According to the survey carried out by the NEOWISE mission of NASA's Wide-field Infrared Survey Explorer (WISE), Gavrilin measures 4.91 and 5.49 kilometers in diameter and its surface has an albedo of 0.27 and 0.28, respectively. A 2017-WISE-study dedicated to Mars-crossing asteroids determined a diameter of 5.51 kilometers despite a higher albedo of 0.305. The Collaborative Asteroid Lightcurve Link assumes a standard albedo for a stony asteroid of 0.20 and calculates a diameter of 5.74 kilometers based on an absolute magnitude of 13.61, while the Johnston's Archive estimates a diameter of 7.54 kilometers for the primary.

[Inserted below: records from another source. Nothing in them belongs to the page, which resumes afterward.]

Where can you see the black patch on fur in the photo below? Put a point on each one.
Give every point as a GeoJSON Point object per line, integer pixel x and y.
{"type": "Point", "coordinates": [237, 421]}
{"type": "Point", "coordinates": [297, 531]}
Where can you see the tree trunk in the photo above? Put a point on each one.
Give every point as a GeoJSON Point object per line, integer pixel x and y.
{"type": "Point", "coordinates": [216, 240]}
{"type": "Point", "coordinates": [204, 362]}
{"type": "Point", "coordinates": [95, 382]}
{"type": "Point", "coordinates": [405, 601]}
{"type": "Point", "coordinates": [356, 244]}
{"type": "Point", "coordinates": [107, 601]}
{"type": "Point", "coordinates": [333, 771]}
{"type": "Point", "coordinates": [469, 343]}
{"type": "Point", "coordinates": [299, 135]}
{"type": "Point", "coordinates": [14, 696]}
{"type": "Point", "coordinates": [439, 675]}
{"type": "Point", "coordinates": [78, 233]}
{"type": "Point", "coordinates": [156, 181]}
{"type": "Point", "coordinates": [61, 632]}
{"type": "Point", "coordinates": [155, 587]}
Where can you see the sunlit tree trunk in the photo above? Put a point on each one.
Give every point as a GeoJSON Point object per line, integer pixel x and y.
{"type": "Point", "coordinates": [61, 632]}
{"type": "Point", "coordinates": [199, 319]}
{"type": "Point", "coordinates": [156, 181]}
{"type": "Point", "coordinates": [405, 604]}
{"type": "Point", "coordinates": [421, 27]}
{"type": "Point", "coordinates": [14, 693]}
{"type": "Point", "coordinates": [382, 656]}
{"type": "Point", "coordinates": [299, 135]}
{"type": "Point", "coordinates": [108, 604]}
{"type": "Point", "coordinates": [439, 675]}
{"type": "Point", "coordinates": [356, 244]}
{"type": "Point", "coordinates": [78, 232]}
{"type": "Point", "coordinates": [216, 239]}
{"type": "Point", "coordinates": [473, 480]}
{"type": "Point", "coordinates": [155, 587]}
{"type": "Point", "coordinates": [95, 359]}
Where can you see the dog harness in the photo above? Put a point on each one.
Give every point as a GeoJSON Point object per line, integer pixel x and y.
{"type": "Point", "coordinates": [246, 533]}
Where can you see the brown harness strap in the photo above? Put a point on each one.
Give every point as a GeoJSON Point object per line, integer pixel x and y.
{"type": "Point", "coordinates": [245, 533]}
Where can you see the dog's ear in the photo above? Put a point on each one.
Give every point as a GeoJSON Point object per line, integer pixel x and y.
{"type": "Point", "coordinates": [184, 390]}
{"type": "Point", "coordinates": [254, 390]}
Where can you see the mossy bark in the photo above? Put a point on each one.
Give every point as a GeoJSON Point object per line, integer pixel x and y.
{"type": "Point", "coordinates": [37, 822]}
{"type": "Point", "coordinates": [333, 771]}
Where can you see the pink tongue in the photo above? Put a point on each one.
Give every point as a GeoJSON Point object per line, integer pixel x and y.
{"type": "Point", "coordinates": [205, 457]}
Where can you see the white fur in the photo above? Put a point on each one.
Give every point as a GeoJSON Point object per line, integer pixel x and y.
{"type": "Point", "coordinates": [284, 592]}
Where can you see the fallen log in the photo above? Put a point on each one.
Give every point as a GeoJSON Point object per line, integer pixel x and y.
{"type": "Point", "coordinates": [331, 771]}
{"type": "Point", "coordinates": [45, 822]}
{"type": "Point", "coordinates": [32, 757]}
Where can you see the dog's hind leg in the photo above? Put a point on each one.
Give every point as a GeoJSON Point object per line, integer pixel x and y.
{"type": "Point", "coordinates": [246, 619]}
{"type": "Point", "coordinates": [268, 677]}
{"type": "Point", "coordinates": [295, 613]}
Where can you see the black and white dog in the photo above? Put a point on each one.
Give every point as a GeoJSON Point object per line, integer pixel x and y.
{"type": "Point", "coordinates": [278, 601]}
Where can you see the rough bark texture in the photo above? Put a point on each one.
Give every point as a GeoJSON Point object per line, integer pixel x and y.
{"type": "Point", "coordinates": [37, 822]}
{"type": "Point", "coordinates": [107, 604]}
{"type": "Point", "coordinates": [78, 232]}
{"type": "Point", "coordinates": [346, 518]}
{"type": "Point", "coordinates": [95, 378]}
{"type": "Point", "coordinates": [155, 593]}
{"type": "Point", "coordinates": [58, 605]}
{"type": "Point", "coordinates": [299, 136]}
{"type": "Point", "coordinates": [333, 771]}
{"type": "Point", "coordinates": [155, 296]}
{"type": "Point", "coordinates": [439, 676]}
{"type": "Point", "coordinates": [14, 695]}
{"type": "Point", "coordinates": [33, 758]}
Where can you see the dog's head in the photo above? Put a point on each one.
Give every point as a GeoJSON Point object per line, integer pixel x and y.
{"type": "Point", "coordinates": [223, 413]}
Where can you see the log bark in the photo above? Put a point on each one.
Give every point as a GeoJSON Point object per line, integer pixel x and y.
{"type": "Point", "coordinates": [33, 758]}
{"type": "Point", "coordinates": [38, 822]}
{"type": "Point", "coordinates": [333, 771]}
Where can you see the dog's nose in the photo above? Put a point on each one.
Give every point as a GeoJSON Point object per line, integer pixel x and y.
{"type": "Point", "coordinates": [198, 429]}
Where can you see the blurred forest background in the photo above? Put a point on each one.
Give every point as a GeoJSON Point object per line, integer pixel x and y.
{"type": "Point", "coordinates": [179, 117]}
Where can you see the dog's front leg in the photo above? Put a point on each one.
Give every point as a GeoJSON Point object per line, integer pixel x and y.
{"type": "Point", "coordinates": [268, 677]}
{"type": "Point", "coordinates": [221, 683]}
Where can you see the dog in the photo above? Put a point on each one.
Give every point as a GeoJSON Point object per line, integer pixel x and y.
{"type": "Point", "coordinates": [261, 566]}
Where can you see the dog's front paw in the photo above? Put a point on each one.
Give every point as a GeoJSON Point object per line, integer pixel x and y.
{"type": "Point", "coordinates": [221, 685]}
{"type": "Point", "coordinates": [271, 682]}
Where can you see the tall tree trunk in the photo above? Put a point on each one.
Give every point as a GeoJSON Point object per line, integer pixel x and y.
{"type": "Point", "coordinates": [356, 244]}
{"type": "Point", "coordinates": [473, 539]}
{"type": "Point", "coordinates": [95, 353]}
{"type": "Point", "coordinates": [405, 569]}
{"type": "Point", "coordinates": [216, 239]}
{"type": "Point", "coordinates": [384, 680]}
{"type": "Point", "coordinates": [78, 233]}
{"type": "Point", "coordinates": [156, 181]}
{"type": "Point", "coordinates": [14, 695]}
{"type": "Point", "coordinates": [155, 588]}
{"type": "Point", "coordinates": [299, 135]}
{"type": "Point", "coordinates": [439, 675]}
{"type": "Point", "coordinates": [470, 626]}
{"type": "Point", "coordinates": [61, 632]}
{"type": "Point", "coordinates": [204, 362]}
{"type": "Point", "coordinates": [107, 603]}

==== Sizable Mars-crosser ====

With a diameter of 5.5 kilometers, Gavrilin is one of the smallest "sizable" Mars-crossers (5–15 km). These include 3581 Alvarez (13.7 km) 1065 Amundsenia (9.8 km), 1139 Atami (9.4 km), 3737 Beckman (14.4 km), 1474 Beira (15.5 km), 5682 Beresford (7.3 km), 1011 Laodamia (7.4 km), 6170 Levasseur (5.7 km), 1727 Mette (5.4 km), 1131 Porzia (7.1 km), 1235 Schorria (5.6 km), 985 Rosina (8.2 km), 1310 Villigera (15.2 km), and 1468 Zomba (7 km), which are themselves smaller than the largest members of this dynamical group, namely, 132 Aethra, 323 Brucia (former Mars-crosser), 1508 Kemi, 2204 Lyyli and 512 Taurinensis, all larger than 20 kilometers.